Summary
This strategy, published on behalf of the National Quality Board, provides a new structured approach to making quality the organising principle for all NHS activity in England over the next decade. Its purpose is to ensure people receive high‑quality care consistently across all NHS-funded services. By doing so, it aims to:
- improve health outcomes
- improve patient satisfaction with NHS services
- reduce health inequalities.
It applies system-wide, guiding national bodies, NHS leaders, the wider healthcare workforce and partners whose actions influence the quality of care in local communities.
Content
The Strategy uses a definition of high-quality care based on the three core domains of quality:
- Safety: reducing the risk of unintended or unexpected harm to patients arising from the provision of healthcare.
- Effectiveness : delivering evidence-based care that optimises the outcomes that matter to people using services.

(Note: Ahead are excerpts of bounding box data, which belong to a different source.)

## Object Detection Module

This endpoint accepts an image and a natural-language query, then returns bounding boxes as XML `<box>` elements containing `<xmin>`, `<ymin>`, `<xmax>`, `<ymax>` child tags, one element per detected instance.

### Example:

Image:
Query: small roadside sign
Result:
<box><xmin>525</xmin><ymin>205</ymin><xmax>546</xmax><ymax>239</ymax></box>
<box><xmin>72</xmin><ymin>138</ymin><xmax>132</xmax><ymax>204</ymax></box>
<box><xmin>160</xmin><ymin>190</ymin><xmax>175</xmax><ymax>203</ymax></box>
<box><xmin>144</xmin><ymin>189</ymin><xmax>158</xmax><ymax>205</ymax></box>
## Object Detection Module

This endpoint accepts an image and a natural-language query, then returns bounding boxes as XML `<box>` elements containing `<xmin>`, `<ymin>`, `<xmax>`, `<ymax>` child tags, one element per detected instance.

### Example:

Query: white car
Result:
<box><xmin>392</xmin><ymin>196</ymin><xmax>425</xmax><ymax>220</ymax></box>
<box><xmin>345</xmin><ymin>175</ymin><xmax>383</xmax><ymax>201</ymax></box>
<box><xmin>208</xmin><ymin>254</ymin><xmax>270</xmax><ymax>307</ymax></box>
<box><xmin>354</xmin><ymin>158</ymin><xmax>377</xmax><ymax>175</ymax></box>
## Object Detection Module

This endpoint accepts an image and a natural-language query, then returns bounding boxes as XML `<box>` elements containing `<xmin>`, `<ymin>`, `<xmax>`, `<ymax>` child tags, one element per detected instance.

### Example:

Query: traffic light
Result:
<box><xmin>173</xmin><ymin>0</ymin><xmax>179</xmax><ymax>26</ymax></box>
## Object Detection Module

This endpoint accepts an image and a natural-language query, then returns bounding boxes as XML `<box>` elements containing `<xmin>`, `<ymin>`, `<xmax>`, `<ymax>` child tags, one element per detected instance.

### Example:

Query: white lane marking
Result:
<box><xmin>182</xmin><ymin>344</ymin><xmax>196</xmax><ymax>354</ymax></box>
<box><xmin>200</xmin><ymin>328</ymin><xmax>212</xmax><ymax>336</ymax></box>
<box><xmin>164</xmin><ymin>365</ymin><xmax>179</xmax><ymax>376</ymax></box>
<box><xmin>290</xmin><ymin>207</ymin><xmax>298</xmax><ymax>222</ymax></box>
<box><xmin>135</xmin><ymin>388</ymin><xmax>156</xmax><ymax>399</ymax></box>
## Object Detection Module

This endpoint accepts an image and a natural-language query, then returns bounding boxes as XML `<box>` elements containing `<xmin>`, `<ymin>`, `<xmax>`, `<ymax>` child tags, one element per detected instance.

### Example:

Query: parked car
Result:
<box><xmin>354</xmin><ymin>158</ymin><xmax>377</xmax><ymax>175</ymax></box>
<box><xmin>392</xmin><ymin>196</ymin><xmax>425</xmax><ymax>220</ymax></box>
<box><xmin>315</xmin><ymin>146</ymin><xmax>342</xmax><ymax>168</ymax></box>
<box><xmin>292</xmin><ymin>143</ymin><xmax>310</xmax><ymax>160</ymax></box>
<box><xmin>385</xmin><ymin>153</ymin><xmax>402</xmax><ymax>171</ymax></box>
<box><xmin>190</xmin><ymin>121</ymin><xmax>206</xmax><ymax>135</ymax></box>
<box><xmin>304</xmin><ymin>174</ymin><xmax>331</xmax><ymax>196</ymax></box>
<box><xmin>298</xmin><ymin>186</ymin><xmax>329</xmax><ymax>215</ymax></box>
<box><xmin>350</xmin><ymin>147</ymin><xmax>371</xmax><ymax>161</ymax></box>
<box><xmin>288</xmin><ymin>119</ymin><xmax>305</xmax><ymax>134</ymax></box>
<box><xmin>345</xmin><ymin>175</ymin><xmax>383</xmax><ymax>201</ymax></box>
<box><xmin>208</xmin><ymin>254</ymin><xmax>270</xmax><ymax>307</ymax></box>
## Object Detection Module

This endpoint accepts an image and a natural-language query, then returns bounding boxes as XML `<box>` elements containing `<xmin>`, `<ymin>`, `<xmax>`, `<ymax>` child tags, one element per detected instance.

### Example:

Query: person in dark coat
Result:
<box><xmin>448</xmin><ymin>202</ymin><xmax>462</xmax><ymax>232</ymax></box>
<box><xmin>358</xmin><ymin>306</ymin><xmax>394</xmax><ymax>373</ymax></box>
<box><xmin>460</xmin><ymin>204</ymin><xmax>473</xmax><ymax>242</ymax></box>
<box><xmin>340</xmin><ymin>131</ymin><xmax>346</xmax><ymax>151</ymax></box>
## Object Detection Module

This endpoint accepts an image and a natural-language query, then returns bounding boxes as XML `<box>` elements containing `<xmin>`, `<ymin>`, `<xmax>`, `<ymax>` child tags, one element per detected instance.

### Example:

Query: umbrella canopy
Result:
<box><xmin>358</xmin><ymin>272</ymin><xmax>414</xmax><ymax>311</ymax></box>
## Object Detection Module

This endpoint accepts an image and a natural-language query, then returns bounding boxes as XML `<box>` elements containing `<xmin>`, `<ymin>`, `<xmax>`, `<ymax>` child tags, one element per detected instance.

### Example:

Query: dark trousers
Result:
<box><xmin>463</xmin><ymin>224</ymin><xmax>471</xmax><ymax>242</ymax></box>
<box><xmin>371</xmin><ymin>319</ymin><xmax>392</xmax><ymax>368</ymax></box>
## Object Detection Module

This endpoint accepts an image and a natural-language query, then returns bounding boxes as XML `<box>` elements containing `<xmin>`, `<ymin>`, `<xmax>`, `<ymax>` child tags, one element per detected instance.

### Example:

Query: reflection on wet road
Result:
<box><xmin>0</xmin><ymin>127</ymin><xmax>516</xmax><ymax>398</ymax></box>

- Experience: co-ordinated, compassionate and responsive care, delivered by staff who are skilled, supported and able to do their job well.
It focuses on improving performance across all three of these domains.
Key priorities identified by the strategy
The Strategy sets initial focus on where clear standards and the application of proven approaches will deliver the greatest improvements in outcomes, equity and value, based on current evidence. It notes that these priorities are not static, stating that as progress is made and as risks, outcomes and population needs change, priorities will be reviewed and updated.
- Improving outcomes and reducing variation.
- Making sustained improvements in maternity and neonatal services.
- Maintaining patient safety across all settings.
- Improving experience of care and restoring trust.
- Reducing inequalities across all three quality domains.
- Monitoring clinical and population health outcomes,
Drawing on the 10‑Year Health Plan and the Dash Review, this strategy sets out ten enablers that support quality improvement across the whole healthcare system:
- Clarifying who is responsible and accountable for quality at every level of the healthcare system.
- Setting clear priorities to improve the quality of care while adopting a transparent, co-ordinated and value-based approach.
- Strengthening leadership and management capability to create the right culture and conditions for improvement.
- Listening to and working with people and communities on what matters to them.
- Using data to manage quality, inform decisions and support accountability at all levels.
- Increasing transparency, making the NHS the world’s leading healthcare system for public access to information on care quality.
- Developing and embedding technology to underpin quality management and improvement.
- Aligning incentives and rewards with accessible, high-quality and productive care.
- Promoting innovation and research to support continuous improvement in both clinical care and how the NHS operates.
- Creating a more co-ordinated and improvement-focused approach to regulation.